Huawei announced last week that it had shipped 100 million smartphones by 30 May, beating last year by 49 days when it clocked the same number on 18 July.
The Chinese phone giant has been consistently decreasing the amount of time it takes to ship 100 million handsets, which previously took until 22 December in 2015.
By comparison, Huawei's Chinese compatriot Xiaomi took until October to surpass the 100 million shipment barrier in 2018.
For its first quarter reported in April, Huawei saw revenue increase 39% to 198 billion yuan, around US$30 billion, as it moved 58 million handsets.

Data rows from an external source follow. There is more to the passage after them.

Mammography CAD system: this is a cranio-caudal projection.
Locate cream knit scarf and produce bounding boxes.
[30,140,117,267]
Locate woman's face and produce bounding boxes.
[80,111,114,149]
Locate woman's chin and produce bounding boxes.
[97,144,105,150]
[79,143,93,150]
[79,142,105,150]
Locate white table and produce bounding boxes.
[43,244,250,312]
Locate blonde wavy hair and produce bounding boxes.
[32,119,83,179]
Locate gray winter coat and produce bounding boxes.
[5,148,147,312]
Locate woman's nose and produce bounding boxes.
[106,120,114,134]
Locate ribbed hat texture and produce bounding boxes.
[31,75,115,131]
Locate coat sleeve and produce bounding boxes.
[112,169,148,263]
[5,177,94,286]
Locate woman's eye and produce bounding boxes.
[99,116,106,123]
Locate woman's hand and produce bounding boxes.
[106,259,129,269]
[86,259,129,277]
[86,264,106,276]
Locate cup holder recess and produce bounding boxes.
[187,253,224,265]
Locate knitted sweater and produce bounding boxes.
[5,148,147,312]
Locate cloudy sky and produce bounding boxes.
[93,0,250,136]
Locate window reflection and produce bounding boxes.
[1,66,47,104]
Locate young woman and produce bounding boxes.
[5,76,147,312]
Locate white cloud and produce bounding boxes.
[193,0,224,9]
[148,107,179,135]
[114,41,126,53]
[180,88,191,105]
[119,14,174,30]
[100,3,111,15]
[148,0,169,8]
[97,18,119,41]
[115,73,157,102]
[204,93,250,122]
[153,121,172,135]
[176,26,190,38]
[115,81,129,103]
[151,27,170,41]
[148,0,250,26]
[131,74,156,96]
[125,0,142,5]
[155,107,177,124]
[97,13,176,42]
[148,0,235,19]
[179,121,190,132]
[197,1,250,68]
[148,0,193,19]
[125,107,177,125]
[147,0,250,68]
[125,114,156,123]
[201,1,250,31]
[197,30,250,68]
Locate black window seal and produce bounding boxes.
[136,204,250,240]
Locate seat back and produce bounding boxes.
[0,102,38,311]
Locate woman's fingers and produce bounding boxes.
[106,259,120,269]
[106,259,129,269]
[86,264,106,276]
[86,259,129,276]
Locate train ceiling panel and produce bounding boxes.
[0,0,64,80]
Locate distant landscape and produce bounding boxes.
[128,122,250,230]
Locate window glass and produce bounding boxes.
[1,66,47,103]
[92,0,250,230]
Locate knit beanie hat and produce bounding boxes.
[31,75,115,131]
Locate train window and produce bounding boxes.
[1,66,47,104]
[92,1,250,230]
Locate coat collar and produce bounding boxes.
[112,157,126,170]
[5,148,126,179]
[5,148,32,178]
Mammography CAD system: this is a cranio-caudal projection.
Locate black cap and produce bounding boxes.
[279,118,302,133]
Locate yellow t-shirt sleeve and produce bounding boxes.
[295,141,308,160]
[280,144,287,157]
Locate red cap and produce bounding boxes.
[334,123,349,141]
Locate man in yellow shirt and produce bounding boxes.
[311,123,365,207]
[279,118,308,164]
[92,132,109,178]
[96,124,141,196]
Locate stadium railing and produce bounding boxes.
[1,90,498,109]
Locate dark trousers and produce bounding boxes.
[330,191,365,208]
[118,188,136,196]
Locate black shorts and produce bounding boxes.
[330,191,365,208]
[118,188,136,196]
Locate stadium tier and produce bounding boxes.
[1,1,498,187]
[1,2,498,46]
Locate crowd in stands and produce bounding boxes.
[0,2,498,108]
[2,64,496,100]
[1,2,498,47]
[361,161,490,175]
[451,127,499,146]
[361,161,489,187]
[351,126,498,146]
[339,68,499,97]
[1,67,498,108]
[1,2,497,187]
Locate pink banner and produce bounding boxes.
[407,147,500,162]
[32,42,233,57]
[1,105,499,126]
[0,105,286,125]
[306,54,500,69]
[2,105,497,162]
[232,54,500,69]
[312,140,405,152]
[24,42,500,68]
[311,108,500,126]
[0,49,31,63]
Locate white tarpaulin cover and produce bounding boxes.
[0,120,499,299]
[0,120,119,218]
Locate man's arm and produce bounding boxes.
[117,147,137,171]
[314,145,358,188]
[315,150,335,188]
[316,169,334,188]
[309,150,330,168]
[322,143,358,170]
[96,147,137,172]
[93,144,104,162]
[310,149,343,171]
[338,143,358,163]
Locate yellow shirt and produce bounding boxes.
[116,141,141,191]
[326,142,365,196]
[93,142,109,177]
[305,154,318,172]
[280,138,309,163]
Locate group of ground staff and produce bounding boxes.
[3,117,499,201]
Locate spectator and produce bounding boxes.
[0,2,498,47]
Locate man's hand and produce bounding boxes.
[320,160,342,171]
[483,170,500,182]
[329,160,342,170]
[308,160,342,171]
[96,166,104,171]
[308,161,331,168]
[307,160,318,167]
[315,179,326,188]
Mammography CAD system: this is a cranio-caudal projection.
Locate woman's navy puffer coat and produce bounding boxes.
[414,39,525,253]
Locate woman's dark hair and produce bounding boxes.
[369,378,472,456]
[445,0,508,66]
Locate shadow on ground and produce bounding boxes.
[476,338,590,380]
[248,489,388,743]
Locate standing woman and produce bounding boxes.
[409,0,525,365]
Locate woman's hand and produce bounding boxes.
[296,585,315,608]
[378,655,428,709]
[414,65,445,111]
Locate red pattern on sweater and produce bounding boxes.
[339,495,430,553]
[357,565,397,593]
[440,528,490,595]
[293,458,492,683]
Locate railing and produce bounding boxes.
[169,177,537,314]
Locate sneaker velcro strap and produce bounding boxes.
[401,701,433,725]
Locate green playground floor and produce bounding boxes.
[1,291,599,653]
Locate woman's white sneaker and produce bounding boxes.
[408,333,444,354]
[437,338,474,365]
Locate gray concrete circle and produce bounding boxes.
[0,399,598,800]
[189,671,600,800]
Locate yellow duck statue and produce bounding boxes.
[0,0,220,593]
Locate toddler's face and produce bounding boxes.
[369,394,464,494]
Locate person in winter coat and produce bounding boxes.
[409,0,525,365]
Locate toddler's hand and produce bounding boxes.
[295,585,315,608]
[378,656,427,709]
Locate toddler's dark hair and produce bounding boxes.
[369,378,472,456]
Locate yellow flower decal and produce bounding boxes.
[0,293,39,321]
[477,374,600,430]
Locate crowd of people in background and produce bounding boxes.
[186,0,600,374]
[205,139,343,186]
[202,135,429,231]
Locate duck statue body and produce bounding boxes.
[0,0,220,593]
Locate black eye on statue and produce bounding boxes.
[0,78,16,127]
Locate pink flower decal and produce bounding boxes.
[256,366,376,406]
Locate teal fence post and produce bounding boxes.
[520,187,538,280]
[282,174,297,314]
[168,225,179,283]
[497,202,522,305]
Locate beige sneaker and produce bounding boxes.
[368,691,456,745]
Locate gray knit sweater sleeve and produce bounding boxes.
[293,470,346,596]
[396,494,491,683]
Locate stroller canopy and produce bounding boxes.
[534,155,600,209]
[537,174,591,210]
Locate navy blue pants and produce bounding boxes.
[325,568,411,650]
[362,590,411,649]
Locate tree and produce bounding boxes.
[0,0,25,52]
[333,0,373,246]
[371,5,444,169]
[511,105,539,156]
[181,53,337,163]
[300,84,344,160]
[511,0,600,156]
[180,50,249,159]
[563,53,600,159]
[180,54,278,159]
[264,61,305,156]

Also: Huawei ramps up its technological Cold War propaganda
Speaking in Shenzhen last week, Huawei founder and CEO Ren Zhengfei, conceded the company had taken a $30 billion hit due to the trade war with the United States.

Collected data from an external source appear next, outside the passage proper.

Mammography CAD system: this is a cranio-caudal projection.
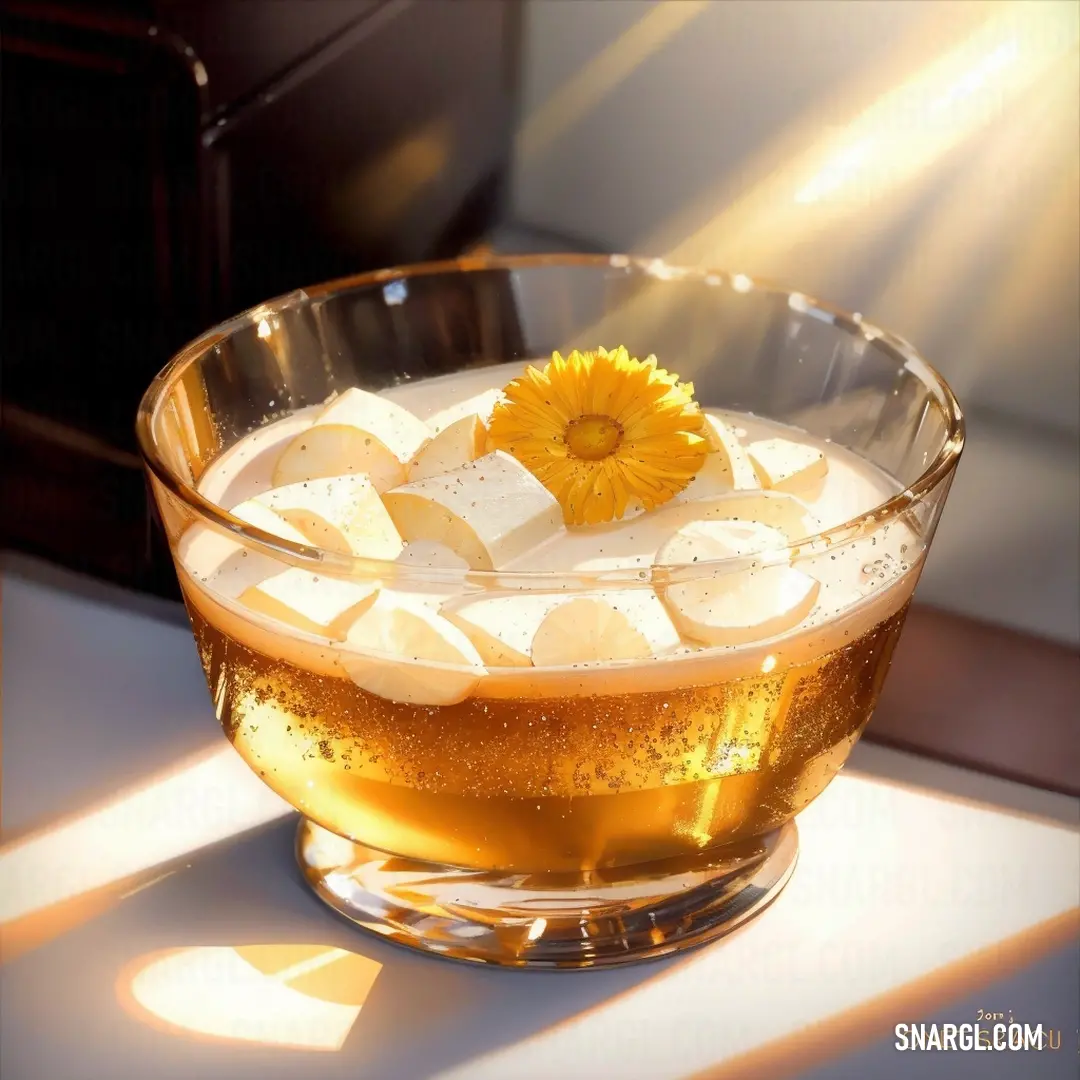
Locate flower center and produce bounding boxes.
[565,414,623,461]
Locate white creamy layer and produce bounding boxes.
[179,362,922,698]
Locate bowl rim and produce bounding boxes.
[135,253,965,587]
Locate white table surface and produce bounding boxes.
[2,553,1078,1080]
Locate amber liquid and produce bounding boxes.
[187,592,909,874]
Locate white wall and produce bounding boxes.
[513,0,1080,644]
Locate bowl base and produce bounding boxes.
[296,818,798,969]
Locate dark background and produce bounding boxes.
[1,0,589,595]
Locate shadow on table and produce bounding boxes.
[1,815,706,1080]
[0,556,708,1078]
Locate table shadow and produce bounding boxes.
[2,815,719,1080]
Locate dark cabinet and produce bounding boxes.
[1,0,522,595]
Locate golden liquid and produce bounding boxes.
[187,593,909,874]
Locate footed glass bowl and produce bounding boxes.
[137,255,963,968]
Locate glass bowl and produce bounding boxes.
[136,255,963,968]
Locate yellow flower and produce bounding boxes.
[488,346,711,525]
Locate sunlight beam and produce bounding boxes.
[665,0,1079,270]
[121,943,381,1052]
[559,1,1077,377]
[516,0,710,163]
[864,48,1078,402]
[0,744,292,926]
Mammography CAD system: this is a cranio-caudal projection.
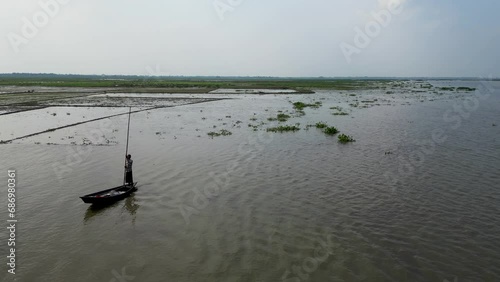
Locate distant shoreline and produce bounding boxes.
[0,74,496,92]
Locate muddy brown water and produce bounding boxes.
[0,81,499,282]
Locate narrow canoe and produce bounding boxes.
[80,182,137,205]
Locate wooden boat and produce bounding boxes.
[80,107,137,205]
[80,182,137,205]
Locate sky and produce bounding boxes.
[1,0,499,77]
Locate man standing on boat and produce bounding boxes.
[125,154,133,186]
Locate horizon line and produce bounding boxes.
[0,72,498,80]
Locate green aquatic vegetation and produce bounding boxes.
[292,101,322,110]
[349,94,357,96]
[266,125,300,133]
[439,87,455,91]
[294,109,306,117]
[249,117,257,121]
[277,113,291,122]
[338,133,355,143]
[456,87,476,92]
[267,117,277,121]
[330,106,343,111]
[248,124,259,130]
[208,129,232,137]
[293,102,307,110]
[315,122,327,129]
[323,126,339,135]
[332,112,349,116]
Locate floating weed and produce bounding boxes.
[332,112,349,116]
[208,129,232,137]
[293,102,306,110]
[294,110,306,117]
[249,117,257,121]
[277,113,291,122]
[266,125,300,133]
[457,87,476,92]
[338,133,355,143]
[323,126,339,135]
[292,101,322,110]
[439,87,455,91]
[315,122,327,129]
[268,113,291,122]
[330,106,343,111]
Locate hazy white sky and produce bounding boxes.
[1,0,499,77]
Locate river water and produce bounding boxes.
[1,81,499,281]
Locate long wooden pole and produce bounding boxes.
[123,106,132,186]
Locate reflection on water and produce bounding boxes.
[83,191,140,223]
[123,193,140,223]
[83,201,120,223]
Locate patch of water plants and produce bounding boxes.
[266,125,300,133]
[315,122,327,129]
[332,107,349,115]
[331,106,349,115]
[439,87,455,91]
[294,110,306,117]
[338,133,355,143]
[277,113,291,122]
[323,126,339,135]
[207,129,232,137]
[456,87,476,92]
[292,101,322,110]
[268,113,291,122]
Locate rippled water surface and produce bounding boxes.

"In the next two years, I think we will reduce our capacity, our revenue will be down by about $30 billion compared to forecasts," Ren said at the time.
"Our sales revenue this year and next will be about $100 billion."
Huawei reported total revenue for 2018 as 721 billion yuan, of which 349 billion yuan was from its consumer business, up 45% year-on-year.
Ren also confirmed that Huawei's international smartphone shipments had dropped by 40%, but said Chinese growth is "very fast".